Blame it on the bitter coldness of this Canadian winter, but we’re feeling absolutely smitten with the Northern California residences of Malcolm Davis Architecture. Designed in aesthetic harmony with the surrounding landscape and with interiors that strategically sculpt the bright Pacific light, these gorgeous abodes have us dreaming of trading in our parkas for some year-round west coast sun.
Malcolm Davis Architecture is the eponymous San Francisco-based firm of Malcolm Davis, himself a Bay Area native. Growing up in the region instilled in Davis a keen sense of the architectural needs of Northern California, from its style sensibilities to the demands of its climate. His timeless approach and elegant, masterful restraint have earned the UC Berkeley graduate awards and features in some of America’s top institutions and publications, from the American Institute of Architects to the Wall Street Journal and Elle Décor.
The firm is known for its commitment to innovative and sustainable architecture, looking to the beauty of the Northern California coastlines and valleys for inspiration. MDA seeks to create visual connections between exterior and interior spaces, enhancing these transitions with a playful use of natural light. The firm tackles both renovations and new builds—from historic structures to the blank canvas of urban sprawl—with the same mentality. It carefully examines spatial contexts and the surrounding natural world to create modern architecture and interior spaces filled with artfully repurposed materials. MDA’s residences are designed, according to a recent press release, to “convey a deep understanding of borrowed light.”
To combat the February blues (or should we say…whites and greys?), we’re bringing you four stories on the sun-drenched works of MDA. Each Friday this month, we’ll be introducing our readers to a different Northern California home by the firm. Each structure bears MDA’s signature modern-yet-warm aesthetic while maintaining a unique profile. And they all do have one thing in common: the windows of each home function as frames of sorts for some pretty spectacular artwork—that is, the breathtaking view!
First up: Camp Baird, a weekend getaway by the California coast.
The clients for this project were passionate environmentalists whose sensibilities were often at odds with their hectic urban lives. Malcolm Davis Architecture answered with a “family camp” set against a backdrop of rolling hills, oaks, and bay trees. Completely off-the-grid, this self-sufficient compound sits on a 166-acre parcel of land. It is a modern interpretation of a traditional dogtrot home—that is, one with a central breezeway, a feature designed to cool occupants in hot climates. The origins of this style are hazy, with scholars pointing to possible beginnings in the southern Appalachian Mountains, the post-revolution frontiers of the deep south, or the Lowcountry of Southern California. However the style began, the defining element, historically, is two log cabins connected beneath a common roof, divided by a breezeway or the more colloquial term “dogtrot.”
The breezeway of Camp Baird is situated between two cabins, built along an L-shaped orientation.
At the heart of the compound is an elongated, solar-heated lap pool, located on the south-facing side of the retreat.

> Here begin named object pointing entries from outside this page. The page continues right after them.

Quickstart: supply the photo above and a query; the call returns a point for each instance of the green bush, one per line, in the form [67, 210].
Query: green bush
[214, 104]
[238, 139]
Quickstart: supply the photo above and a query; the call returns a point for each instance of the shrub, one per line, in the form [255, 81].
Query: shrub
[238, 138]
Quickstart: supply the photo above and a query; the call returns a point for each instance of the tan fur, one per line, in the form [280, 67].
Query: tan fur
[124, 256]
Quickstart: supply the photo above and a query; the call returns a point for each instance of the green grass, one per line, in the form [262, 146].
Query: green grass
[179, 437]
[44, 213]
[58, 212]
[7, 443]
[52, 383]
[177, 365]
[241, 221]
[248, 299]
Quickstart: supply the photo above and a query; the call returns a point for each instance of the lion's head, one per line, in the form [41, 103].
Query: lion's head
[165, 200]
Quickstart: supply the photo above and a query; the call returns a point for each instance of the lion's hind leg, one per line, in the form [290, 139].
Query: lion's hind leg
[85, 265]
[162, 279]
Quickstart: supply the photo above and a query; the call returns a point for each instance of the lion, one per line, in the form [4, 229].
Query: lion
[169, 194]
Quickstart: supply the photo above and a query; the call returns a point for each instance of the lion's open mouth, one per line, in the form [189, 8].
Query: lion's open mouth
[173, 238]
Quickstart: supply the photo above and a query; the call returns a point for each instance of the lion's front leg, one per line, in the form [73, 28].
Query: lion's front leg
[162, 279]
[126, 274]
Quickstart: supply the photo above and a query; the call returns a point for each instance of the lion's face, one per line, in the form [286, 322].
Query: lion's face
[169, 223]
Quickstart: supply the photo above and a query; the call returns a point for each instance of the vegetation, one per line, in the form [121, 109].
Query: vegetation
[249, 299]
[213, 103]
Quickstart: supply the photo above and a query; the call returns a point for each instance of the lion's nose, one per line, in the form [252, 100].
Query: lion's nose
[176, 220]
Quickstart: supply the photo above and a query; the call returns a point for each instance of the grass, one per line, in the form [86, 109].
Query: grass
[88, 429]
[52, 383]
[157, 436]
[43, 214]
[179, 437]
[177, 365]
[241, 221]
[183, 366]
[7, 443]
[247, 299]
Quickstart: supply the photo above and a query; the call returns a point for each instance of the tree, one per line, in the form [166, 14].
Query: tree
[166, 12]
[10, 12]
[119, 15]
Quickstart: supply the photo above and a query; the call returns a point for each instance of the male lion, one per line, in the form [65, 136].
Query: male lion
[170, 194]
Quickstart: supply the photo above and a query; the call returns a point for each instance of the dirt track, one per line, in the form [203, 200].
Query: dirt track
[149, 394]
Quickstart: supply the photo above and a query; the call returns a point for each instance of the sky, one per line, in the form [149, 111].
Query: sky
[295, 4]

It is flanked by an enormous streamlined deck, measuring almost 1600 square feet; this provides plenty of space to entertain, extending the footprint of the home while blurring the line between indoor/outdoor environments. This is further established via a screened-in porch that provides a sheltered but open-air dining area. It is clad in black fibreglass mesh.
Adjacent to the decking is a large expanse of grass. This green space is ideal for leisurely lawn games.
When it came to choosing the materials, MDA took its cues from the vernacular buildings of the region. The exterior cladding is made from corrugated Corten steel. This material features a naturally oxidizing finish. Its reddish-brown rust hues, combined with the shadow effect created by corrugation, almost gives the appearance of natural wood; from a distance, the structure appears to be made from long, thin logs, helping it to blend in with the surrounding environment.